А пулемёты хлестанули слева по замыкающим машинам — перевернувшиеся, загоревшиеся, они и впрямь закупорили дорогу тем из серёдки, которые пытались развернуться и уйти; некоторые, впрочем, и не разворачивались, остановившись — открыли пулемётно-автоматный огонь по высоте, но беспорядочный, вслепую, не видя цели. Теперь над проселком и пыль, и смрадный чад, — перемешиваясь, завиваясь в жгуты, они медленно, змеисто уползали с дороги в поле, в болото, в лес. Но загорались другие машины, чадили славно, и пыльно-дымная пелена колыхалась над просёлком, как будто предсмертно дышала. Да предсмертно дышала не пелена — дышали самокатчики, фашистское отродье… в бога-душу… мать…

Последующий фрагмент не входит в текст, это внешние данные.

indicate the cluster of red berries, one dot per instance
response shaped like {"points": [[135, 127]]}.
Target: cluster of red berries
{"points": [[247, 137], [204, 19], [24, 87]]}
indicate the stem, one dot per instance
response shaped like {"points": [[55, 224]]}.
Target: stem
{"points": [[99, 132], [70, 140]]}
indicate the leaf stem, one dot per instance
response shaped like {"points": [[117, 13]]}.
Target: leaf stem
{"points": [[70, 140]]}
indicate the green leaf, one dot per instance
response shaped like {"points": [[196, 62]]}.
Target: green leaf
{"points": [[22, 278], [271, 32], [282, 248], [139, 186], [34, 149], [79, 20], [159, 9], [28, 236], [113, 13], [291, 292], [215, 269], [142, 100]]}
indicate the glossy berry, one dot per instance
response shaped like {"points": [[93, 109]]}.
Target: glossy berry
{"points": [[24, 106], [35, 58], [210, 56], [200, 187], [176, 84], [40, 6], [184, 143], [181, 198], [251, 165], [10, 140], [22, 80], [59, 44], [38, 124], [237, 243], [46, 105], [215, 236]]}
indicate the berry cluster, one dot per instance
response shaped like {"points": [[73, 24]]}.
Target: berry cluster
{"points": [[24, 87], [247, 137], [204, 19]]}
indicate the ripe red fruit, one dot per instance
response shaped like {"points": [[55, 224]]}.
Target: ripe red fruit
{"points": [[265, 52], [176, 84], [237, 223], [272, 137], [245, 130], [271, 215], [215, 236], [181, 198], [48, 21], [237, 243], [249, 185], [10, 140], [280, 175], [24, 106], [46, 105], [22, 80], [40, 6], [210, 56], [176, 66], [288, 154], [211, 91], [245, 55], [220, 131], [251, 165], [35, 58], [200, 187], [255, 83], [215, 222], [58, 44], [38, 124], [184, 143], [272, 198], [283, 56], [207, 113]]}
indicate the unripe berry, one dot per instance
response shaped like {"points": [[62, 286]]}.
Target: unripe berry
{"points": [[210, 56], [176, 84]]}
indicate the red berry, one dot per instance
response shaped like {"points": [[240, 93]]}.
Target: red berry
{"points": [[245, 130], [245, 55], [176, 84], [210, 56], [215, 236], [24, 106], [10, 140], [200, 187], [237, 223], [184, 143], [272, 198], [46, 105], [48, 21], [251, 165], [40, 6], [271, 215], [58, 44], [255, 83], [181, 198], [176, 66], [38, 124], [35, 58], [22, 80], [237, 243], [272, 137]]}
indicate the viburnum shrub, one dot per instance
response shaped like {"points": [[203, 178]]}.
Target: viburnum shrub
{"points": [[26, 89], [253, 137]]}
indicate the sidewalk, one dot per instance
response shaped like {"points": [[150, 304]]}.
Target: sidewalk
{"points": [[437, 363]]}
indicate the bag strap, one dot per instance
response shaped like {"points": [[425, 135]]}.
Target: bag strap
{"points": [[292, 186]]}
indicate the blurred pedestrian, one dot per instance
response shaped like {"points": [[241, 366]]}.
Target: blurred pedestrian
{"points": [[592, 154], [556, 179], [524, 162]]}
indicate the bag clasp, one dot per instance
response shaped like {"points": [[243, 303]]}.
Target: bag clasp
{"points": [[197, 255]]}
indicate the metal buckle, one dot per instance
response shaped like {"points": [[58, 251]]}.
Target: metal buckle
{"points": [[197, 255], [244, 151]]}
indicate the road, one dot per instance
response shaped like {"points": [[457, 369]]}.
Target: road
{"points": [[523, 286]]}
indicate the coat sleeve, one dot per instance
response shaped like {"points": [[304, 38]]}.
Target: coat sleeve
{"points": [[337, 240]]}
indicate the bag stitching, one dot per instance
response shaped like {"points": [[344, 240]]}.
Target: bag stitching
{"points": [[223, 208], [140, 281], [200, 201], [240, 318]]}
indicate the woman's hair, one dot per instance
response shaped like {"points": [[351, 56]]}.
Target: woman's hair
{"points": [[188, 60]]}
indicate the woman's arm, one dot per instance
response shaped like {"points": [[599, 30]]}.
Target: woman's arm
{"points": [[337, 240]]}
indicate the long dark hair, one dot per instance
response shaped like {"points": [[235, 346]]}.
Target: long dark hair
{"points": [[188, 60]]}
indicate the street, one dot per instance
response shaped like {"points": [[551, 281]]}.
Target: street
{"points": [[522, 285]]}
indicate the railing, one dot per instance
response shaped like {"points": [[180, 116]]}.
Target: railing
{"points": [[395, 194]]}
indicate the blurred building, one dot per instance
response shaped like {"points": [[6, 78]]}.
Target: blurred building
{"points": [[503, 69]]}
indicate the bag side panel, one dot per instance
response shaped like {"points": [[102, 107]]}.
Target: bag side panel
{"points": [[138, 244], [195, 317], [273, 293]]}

Трофименко не сразу приметил, что кричит не команды, не что-либо уставное по ходу боя, а отъявленную матерщину. Азарт боя довёл. Ну, материться — отставить, это не украшает. Он сноровисто, выверенным движением вставил снаряжённый магазин, сызнова кинул автомат на бруствер, для упора. И бил уже одиночными выстрелами, выборочно, если обнаруживал в этом крошеве живого немца.
Подумал: «Слышит ли полковник Ружнев, как мы тут дерёмся? Ещё бы, шум-гам какой! Из-за него мы не слышим, как стреляют там, на западе. Полковник продвигается, это уж так. Не пропустить бы ракеты красного дыма…» И поспешно обернулся. Ракет над лесом не было. Да это и понятно: рановато ждать ракеты, полк ещё не оторвался от противника, не уничтожил его, — между прочим, там также мотоциклисты. Совпадение. Надо только в азарте схватки не прозевать ракет. Следи, лейтенант. И своим подчинённым ты приказал следить. Уверен: старшина Гречаников не прозевает: хоть на войне и стал закладывать, но служака — отменный. Почти что службист.
— Отставить огонь! — напрягая жилы на шее, закричал Трофименко.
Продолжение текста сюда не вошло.